Autumnsongs: Joni Mitchell

12 10 2014

Young Joni Mitchell is late spring, early summer.

That high, high voice streaming up clear like water from a bubbler, so pure your heart stills as your breath is pulled out of you. If you’re not given to tears you close your eyes to keep them in, but that voice, that high, high voice steals them from you anyway, the song carrying them away.

It took Prince to make me appreciate Joni Mitchell. I was a horrible music snob when younger, and by horrible I mean: I missed so much good music because the artist did not fit into what seemed to me ought to matter. I wasn’t quite sure about Prince, either, but when that small, strange genius said that Blue was one of his favorite albums, I thought, Well.

And oh, is Blue a genius album.
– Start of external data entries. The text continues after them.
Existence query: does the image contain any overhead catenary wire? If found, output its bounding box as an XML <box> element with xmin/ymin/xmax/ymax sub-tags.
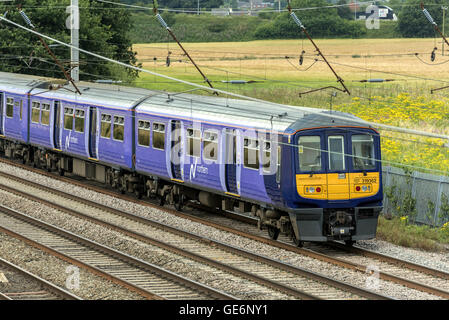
<box><xmin>0</xmin><ymin>16</ymin><xmax>449</xmax><ymax>140</ymax></box>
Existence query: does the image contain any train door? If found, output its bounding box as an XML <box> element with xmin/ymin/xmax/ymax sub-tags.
<box><xmin>0</xmin><ymin>92</ymin><xmax>3</xmax><ymax>134</ymax></box>
<box><xmin>53</xmin><ymin>101</ymin><xmax>61</xmax><ymax>150</ymax></box>
<box><xmin>89</xmin><ymin>107</ymin><xmax>97</xmax><ymax>159</ymax></box>
<box><xmin>225</xmin><ymin>129</ymin><xmax>238</xmax><ymax>194</ymax></box>
<box><xmin>170</xmin><ymin>120</ymin><xmax>183</xmax><ymax>180</ymax></box>
<box><xmin>326</xmin><ymin>131</ymin><xmax>350</xmax><ymax>202</ymax></box>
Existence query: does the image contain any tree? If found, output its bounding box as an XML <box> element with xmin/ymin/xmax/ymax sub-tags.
<box><xmin>0</xmin><ymin>0</ymin><xmax>137</xmax><ymax>81</ymax></box>
<box><xmin>122</xmin><ymin>0</ymin><xmax>223</xmax><ymax>9</ymax></box>
<box><xmin>255</xmin><ymin>0</ymin><xmax>364</xmax><ymax>39</ymax></box>
<box><xmin>337</xmin><ymin>0</ymin><xmax>354</xmax><ymax>20</ymax></box>
<box><xmin>398</xmin><ymin>0</ymin><xmax>445</xmax><ymax>38</ymax></box>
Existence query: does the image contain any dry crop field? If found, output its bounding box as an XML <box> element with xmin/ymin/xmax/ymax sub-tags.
<box><xmin>134</xmin><ymin>39</ymin><xmax>449</xmax><ymax>175</ymax></box>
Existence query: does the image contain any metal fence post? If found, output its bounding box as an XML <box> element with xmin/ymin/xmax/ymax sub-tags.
<box><xmin>432</xmin><ymin>176</ymin><xmax>444</xmax><ymax>226</ymax></box>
I generally favor low voices, but Joni was one of the exceptions.

Was is the operative word, here: time and cigarettes have sunk her soprano into the sand, and instead of singing the clear blue sky she sounds like forests and falling leaves and a retiring sun.

She sounds like October.

I was reminded of this as I listed to a Tierney Sutton rendition of “Woodstock”—which is lovely, but I wanted to find a late edition Joni, to hear her sing herself back to a song that was wistful even in her youth.

If you are no longer so interested in keeping the tears in, this version of “Both Sides Now,” from 2000, is for you.

I’m still in my summer, perhaps my late-summer, years. And all this regret and wisdom and that voice, that incredible charcoal voice, makes me yearn for all I didn’t learn in my spring, and all that autumn will bring.